The arrival of Layla June in January of 2015 was amazing. Our second grandchild in 32 days, and having never been grandparents before, we were living on Cloud 9. I was in the waiting room when our first grandson was born, but I was on the front line when Princess Layla arrived. Watching the birth of a child does not scare me, but that was my daughter and I wasn’t quite sure if it was something I was comfortable with. After peeking through a curtain, trying to see what was happening 4 times, I had gotten over myself and watched the miracle of childbirth for the first time. We both thought we were looking at the back of her head but when her face came into view, shit was real. You feel every wave of emotion and pride and fear and protective instincts. And after all that, and the hugs and the kisses and the verification that everything was good and your head gets a little closer to normal, well then my wife and I had a moment. “I thought she’d be darker”, my wife said. I replied, “yea, so did I”.
Princess Layla’s father is black. The tone of her skin was then, and is now, completely insignificant but it presented a whole different dimension in the delivery room because you aren’t just wondering about hair and eye color. And her arrival has lent new perspective to how we view Black America. The Black people that know me best, know I’m not the least bit interested in showing my “Mr Black Guy” resume. Almost 20 years ago now. me and Court and Tank would sit three across the nose of the truck and laugh about our differences, argue about our differences, and celebrate our differences, so whatever differences I would share with my own granddaughter were going to be few. And the true upside was that because of those dudes, I already knew all the words to Gangsta Girl and Batter Up.
I was expecting to be completely at ease with whatever Priceness Layla brought to the table…and she brings plenty. What I was not prepared for was my massively heightened interest in how day to day life is for Black America. It wasn’t a conversation anymore, it was reality. Embracing the sweetest girl in the world is easy, but thinking about what this world holds for her is sometimes not so easy. The old saying of “you can’t know what you don’t know until you know it” is pretty accurate. I try to live my life somewhere near the reality equator, and at our current pace, the racial cavern that exists is not closing any time soon. I don’t think anyone in power wants it to. But that is a whole different discussion for another day. What matters…all that matters…is the well being of Princess Layla.
So you move forward. I won’t be joining any marches any time soon…I don’t belong there. And I won’t bury my head in the sand and pretend like this shit is all equal…I don’t belong there either. And I most certainly will not virtue signal my undying support, from my ivory tower, pledging to save a world I’d never visit. That pisses me off the most. Because I have visited countless times, and my loved ones live there, therefore part of me lives there. This is all about choice. Some good choices, some horrible choices. Sometimes, it’s the realization of the fact that several options are the same choice but with different window dressing.
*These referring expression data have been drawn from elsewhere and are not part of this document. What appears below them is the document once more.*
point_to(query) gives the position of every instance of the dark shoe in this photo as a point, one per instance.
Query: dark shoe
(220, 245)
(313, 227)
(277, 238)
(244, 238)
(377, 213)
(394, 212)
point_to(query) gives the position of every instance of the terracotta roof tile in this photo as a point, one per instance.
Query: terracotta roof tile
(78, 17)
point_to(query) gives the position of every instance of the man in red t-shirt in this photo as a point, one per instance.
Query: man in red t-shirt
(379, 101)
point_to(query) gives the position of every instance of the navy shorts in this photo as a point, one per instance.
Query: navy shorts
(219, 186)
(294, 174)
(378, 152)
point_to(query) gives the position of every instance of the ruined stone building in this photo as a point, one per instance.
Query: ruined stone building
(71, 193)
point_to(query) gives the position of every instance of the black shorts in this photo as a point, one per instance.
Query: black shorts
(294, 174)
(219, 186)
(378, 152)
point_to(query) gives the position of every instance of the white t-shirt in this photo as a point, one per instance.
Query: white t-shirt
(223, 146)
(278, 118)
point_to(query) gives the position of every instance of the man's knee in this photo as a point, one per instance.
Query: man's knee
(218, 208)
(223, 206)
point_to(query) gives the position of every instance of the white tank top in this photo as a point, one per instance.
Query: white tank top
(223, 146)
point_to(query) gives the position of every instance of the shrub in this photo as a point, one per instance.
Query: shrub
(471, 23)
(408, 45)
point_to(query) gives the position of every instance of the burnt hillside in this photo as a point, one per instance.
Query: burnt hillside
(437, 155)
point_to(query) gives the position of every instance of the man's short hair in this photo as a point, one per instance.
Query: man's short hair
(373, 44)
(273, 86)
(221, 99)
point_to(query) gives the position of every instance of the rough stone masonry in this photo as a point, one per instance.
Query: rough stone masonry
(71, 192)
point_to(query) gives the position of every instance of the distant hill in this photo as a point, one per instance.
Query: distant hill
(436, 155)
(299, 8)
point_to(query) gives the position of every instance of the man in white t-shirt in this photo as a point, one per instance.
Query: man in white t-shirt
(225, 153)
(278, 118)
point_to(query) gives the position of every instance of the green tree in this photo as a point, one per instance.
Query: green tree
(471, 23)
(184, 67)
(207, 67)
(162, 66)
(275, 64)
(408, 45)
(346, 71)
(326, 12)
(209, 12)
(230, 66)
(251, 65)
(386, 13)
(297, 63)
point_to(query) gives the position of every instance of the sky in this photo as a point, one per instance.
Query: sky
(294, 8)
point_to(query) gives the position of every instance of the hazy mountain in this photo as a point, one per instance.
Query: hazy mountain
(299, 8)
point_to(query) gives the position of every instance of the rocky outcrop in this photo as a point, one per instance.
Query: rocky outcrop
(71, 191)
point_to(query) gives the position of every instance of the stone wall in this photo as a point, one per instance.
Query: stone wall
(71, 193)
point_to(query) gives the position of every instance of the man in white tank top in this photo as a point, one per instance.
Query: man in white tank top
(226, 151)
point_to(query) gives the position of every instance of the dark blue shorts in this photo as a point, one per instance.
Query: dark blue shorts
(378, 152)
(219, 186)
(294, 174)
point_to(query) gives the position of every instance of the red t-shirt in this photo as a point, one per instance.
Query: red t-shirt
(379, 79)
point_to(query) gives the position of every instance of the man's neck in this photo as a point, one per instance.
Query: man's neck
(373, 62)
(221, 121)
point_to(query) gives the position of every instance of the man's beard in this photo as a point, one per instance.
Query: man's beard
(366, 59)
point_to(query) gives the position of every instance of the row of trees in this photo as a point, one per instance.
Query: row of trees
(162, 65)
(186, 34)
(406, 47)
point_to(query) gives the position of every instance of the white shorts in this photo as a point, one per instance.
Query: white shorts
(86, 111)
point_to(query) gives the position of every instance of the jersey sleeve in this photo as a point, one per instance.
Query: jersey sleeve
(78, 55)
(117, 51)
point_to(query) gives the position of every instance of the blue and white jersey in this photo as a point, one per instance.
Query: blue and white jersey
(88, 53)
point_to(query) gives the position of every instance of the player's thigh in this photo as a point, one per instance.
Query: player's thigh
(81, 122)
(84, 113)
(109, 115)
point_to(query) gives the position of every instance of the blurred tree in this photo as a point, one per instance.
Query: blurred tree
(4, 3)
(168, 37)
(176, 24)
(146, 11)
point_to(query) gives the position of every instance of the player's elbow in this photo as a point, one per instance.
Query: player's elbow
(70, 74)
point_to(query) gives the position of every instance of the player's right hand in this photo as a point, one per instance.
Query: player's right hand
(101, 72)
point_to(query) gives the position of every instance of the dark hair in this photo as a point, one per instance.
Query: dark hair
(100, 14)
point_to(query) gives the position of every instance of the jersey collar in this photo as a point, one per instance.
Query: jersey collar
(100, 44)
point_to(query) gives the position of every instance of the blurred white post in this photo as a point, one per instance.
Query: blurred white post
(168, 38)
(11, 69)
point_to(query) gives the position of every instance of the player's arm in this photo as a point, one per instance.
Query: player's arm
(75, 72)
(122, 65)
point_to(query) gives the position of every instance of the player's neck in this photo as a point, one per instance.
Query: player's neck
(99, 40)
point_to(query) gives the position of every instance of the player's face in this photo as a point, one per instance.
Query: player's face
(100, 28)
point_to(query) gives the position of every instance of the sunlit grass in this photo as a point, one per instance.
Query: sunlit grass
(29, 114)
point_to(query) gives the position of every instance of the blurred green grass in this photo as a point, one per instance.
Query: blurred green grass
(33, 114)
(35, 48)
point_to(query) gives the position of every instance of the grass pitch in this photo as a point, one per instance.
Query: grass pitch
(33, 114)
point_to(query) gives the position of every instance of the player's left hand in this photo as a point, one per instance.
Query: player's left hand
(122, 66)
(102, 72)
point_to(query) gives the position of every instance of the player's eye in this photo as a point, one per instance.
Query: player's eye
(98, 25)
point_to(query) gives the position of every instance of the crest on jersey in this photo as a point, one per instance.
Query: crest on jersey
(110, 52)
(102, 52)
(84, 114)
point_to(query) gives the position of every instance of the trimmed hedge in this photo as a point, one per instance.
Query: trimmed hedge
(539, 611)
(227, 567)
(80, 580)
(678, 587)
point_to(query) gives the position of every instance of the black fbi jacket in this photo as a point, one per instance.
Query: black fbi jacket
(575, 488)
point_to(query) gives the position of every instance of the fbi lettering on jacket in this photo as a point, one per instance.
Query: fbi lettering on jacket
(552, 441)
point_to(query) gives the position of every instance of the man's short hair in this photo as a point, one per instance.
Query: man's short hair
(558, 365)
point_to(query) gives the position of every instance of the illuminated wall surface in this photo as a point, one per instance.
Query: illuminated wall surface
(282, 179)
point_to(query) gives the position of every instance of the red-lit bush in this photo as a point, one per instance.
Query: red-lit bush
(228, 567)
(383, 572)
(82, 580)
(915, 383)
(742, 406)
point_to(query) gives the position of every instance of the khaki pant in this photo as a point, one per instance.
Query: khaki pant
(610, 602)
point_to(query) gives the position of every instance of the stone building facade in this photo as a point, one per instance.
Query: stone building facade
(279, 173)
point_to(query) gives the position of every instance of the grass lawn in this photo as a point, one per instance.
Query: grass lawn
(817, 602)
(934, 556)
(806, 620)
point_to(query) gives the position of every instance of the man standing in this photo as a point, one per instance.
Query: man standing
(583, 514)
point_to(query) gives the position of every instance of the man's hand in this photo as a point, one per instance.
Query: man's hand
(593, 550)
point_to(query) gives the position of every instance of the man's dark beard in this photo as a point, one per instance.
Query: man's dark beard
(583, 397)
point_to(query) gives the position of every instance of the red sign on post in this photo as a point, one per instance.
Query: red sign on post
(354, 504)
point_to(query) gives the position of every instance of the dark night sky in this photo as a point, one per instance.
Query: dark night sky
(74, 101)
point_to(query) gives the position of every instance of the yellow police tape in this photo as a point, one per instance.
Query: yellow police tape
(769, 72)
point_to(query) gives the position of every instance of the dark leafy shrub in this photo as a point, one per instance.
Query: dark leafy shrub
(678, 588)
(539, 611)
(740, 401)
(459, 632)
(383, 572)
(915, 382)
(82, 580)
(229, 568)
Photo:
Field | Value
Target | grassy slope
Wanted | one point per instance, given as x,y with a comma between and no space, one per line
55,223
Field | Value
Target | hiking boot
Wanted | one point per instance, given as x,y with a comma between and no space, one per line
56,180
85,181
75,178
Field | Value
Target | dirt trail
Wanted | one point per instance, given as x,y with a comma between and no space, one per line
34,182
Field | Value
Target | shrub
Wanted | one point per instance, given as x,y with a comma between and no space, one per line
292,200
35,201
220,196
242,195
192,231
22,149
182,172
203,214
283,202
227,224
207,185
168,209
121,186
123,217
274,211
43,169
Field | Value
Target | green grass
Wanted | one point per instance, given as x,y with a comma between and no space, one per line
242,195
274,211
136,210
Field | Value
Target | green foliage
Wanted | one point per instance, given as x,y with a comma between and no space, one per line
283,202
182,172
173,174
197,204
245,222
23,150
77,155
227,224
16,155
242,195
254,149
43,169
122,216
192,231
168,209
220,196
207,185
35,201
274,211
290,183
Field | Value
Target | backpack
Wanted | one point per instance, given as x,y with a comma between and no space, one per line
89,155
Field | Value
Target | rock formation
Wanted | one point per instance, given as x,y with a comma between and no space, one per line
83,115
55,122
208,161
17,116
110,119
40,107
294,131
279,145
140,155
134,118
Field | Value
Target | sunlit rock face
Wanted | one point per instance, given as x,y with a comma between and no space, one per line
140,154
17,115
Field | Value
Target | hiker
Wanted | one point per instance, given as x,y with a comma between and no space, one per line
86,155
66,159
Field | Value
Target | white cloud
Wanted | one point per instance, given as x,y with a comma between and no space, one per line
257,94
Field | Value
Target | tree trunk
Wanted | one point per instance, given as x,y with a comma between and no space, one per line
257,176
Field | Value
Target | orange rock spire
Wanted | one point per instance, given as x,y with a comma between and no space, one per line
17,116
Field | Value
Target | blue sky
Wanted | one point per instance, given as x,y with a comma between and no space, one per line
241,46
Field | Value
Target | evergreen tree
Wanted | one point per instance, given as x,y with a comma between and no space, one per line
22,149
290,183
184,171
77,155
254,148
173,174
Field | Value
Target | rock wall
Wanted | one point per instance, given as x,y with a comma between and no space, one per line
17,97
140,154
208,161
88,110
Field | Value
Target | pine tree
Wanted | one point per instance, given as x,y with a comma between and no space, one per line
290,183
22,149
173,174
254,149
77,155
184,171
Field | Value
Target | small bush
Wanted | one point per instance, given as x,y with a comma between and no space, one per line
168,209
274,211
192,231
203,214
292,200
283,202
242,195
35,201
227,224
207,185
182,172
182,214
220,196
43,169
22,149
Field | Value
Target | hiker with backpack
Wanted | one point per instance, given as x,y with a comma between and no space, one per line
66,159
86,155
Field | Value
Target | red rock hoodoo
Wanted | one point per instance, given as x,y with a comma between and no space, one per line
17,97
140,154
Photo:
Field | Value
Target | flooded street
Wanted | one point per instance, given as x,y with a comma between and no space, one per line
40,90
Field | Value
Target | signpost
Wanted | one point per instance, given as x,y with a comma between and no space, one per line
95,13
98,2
Most important in all of this, is that my granddaughter knows who she is and she has her mother to thank for that. My daughter has shot straight with my granddaughter since before she was able to comprehend anything. The conversations I can have with a 6-year-old are mind-boggling. As long as we can talk straight, there is nothing to fear. And a word to the wise. You don’t know the other person as well as you think you do. When you think you know their “angle”, you don’t. You know your version of their angle. Is there inequality…absolutely. Is the system completely fucked-up…you’d have to try to make it any worse. I don’t know what we can do to close this gap from this inhumane part of history, except to actually start the conversation where most conversations end. And I do know that 350 years from now, people on both sides of the racial divide are going to viewed as Barbarians because they ate a burger or visited a zoo. No offense to Barbarians. Going out and loving your neighbor can only happen when you make an effort to try and understand your neighbor. and listen to your neighbor, and feel confident you will be extended the same courtesy. As Princess Layla proves daily, somewhere in the middle is the best place to be.